The 55ft McGruer designed-and-built ketch Cuilaun of 1970 vintage – still renowned for her immaculate varnished topsides even after more than a half century of very active sailing life on both sides of the Atlantic – has to be Ireland's best-known offshore classic yacht. Built at Clynder in Scotland in 1970 to the designs of George McGruer for the late Michael O'Flaherty, she was originally Cuilaun of Kinsale. But with Brian Smullen as an energetic, enthusiastic and very effective sailing master, she was soon logging many miles to other place beyond the horizon.
In time, she simply became Cuilaun, and her ownership became jointly in the names of Michael and Brian. If anything, the yearly mileage increased, and often at very good speeds, so much so that in 1979 she won the International Transatlantic Race to Cork, albeit in flat-out racing mode as her crew included several noted hotshots including a future Commodore of the RORC.
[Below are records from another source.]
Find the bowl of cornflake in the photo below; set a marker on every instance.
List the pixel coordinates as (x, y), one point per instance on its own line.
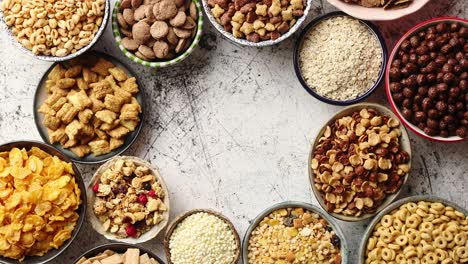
(378, 9)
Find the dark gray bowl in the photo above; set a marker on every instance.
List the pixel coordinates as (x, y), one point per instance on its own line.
(41, 95)
(97, 36)
(393, 206)
(119, 248)
(310, 207)
(53, 253)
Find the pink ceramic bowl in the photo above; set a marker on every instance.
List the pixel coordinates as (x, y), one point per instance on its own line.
(366, 13)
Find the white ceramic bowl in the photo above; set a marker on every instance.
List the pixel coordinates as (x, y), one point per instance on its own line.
(377, 13)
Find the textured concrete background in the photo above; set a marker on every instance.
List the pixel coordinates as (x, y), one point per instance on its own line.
(230, 128)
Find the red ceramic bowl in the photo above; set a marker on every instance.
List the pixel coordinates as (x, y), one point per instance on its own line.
(395, 108)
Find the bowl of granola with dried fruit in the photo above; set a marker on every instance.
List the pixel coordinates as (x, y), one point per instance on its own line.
(359, 161)
(90, 107)
(378, 9)
(54, 30)
(128, 200)
(257, 23)
(294, 232)
(157, 33)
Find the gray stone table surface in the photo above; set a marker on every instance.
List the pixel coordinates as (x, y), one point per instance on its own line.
(230, 128)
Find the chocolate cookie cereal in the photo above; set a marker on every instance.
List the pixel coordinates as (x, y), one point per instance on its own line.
(257, 20)
(157, 30)
(429, 79)
(358, 161)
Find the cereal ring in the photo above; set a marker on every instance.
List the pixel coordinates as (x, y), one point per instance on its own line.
(161, 49)
(164, 9)
(159, 29)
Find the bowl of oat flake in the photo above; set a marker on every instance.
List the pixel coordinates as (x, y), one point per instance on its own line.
(340, 60)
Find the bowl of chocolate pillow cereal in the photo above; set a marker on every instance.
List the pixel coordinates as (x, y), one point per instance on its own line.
(427, 79)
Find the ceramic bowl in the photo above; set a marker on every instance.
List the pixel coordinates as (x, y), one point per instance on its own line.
(377, 13)
(41, 95)
(53, 253)
(293, 204)
(404, 143)
(297, 48)
(265, 43)
(97, 36)
(182, 217)
(422, 26)
(98, 225)
(119, 248)
(157, 64)
(395, 205)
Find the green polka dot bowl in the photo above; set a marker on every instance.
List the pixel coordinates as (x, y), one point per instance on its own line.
(118, 36)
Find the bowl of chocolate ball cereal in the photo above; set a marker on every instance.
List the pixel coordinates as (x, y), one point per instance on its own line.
(294, 232)
(427, 79)
(157, 33)
(340, 60)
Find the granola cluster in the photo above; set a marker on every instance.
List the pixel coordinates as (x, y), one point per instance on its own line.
(129, 199)
(90, 106)
(293, 235)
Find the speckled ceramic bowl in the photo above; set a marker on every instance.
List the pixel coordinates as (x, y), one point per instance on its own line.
(404, 142)
(157, 64)
(180, 218)
(98, 35)
(53, 253)
(245, 42)
(297, 68)
(119, 248)
(293, 204)
(98, 225)
(377, 13)
(395, 205)
(418, 28)
(41, 95)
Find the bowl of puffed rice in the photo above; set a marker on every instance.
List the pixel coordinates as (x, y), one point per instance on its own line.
(417, 229)
(339, 59)
(54, 30)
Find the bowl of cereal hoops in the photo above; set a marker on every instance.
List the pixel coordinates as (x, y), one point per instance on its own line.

So ubiquitous was her life-enhancing presence that for many years, whether it was in Antigua, Newport, Maine, Glandore, Cowes, Saint-Tropez or wherever, the fleet in a Classics Regatta never seemed quite complete without Cuilaun in the midst of it, allegedly "just a comfortable and elegant cruising ketch", yet sailing with a performance which went well beyond that.
Now, after 51 years of great sailing and much enjoyment supported by an annual maintenance programme of world standard, Cuilaun is for sale for the first time through noted brokers Sandeman.